On October 8, 1938, the Council of People's Commissars of the USSR adopted Resolution No. 1084-269-ss "On the resettlement of Iranians from the border regions of the Azerbaijan SSR to the Kazakh SSR", defining the legal, financial, technical and economic aspects of this deportation. Only 3.4 million rubles were allocated for the implementation of these measures. The Council of People's Commissars of the Kazakh SSR was tasked with the construction of 1,000 two-apartment houses to accommodate migrants during 1938-1939. At the same time, migrants were required to use their own resources both in construction and in the preparation of building materials.

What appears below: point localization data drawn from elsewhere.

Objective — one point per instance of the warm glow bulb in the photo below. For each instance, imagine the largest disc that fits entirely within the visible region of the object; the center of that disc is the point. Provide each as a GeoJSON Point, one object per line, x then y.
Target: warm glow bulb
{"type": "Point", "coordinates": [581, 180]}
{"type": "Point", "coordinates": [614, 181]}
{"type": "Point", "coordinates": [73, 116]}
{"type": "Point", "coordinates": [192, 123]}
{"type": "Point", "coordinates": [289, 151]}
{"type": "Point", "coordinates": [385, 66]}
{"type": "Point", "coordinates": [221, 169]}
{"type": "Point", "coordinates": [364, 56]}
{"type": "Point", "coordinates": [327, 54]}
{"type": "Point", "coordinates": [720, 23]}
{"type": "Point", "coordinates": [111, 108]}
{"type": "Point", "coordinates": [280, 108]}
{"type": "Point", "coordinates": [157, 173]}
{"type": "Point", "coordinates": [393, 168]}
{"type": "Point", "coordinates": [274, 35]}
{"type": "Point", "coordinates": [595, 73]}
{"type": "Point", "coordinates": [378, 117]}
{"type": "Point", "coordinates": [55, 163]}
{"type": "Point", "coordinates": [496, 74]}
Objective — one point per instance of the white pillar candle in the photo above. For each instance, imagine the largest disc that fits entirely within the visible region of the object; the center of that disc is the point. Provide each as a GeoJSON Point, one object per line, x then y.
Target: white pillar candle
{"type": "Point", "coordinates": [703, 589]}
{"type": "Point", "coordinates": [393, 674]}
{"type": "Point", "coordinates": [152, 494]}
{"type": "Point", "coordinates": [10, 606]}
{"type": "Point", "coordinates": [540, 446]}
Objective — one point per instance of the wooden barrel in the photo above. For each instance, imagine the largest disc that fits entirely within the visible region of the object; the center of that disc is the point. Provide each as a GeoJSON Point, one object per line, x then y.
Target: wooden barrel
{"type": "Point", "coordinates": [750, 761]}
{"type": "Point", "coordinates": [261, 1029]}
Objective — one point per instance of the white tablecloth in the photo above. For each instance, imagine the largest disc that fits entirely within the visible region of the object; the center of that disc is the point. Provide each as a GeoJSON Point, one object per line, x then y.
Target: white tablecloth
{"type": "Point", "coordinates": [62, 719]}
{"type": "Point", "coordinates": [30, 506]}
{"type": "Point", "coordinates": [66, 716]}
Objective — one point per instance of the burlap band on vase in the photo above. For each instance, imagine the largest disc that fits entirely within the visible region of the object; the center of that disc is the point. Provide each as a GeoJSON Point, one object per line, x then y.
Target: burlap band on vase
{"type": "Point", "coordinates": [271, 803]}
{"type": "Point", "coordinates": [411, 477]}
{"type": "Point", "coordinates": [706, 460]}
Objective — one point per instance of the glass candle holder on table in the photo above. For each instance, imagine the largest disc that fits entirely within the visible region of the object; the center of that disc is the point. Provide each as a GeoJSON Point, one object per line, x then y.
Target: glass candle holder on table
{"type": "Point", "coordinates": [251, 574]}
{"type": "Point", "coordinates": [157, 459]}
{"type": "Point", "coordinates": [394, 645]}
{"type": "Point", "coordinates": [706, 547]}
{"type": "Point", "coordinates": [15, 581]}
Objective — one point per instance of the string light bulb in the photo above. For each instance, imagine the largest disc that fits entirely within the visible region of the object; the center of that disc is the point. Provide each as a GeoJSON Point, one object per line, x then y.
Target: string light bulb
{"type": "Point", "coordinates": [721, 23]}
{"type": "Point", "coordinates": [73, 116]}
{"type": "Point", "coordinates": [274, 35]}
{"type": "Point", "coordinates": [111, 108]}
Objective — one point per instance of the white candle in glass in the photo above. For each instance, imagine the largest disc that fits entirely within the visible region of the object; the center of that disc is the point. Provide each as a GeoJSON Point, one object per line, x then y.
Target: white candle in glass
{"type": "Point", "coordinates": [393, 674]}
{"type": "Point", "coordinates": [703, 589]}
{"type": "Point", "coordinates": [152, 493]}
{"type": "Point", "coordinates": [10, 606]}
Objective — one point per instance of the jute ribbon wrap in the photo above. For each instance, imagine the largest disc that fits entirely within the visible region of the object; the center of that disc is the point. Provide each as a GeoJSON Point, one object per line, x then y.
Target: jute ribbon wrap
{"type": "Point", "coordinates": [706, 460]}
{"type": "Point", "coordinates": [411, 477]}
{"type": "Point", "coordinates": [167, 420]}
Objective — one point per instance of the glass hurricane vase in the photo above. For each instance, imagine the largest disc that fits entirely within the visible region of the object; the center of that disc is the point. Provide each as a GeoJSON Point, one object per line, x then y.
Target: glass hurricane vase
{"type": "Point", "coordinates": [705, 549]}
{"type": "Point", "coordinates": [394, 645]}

On November 6, 1938, the Council of People's Commissars and the Central Committee of the Communist Party (Bolsheviks) of Kazakhstan detailed the measures to be taken against the settlers, and the places of residence of the deportees in the Alma-Ata and South Kazakhstan regions were determined. The resolution instructed the leadership of the regions and districts to ensure the delivery of the families of the Iranian settlers to the designated places within 12 hours of their arrival in Kazakhstan. Repair work in specially prepared houses for them was to be completed within four days. Each family was to be given 1,600 rubles so that they could quickly put their home conditions in order. Within five days, work was to be organized to provide the Iranians with flour products and feed for their livestock. The Ministry of Education was instructed to conduct an accurate registration of the children of the settlers of school age and create conditions for their education in local schools. If there were teachers among the settlers, they were to be immediately hired regardless of their knowledge of Kazakh or Russian and given retraining courses with full retention of wages. The Talysh were resettled in 12 regions of Kazakhstan.

== Deportations of 1939-1953 ==
From 1939 to 1953, in order to ensure the security of the 800-meter zone near the border with Iran, deportations of Talysh were carried out in the Yardimli region of the Azerbaijan SSR. Residents of the villages of Tezekend, Sibroni, Alili and Abily were deported to the Pushkin region (now Bilasuvar) of the Azerbaijan SSR. One of the forced migrants recalls:It would be better never to live to see the day of Stalin decided your fate. I remember one day when they came to take us away from our village. It was like a bad dream. They moved us all to the Bilasuvar district, which was Pushkin district at the time. It was like being uprooted, like your heart was being torn apart. We felt lost in our new surroundings. What we had thought of as home was now a distant memory.After Mir Jafar Bagirov’s trip to the Vargheduz region (from July 19, 1938 the region became Yardimli) in the summer of 1937, the Central Committee of the Communist Party of Azerbaijan on August 1, 1937 adopted Resolution No. 14/2 on the resettlement of residents of all residential areas located within 500 meters from the Iranian border.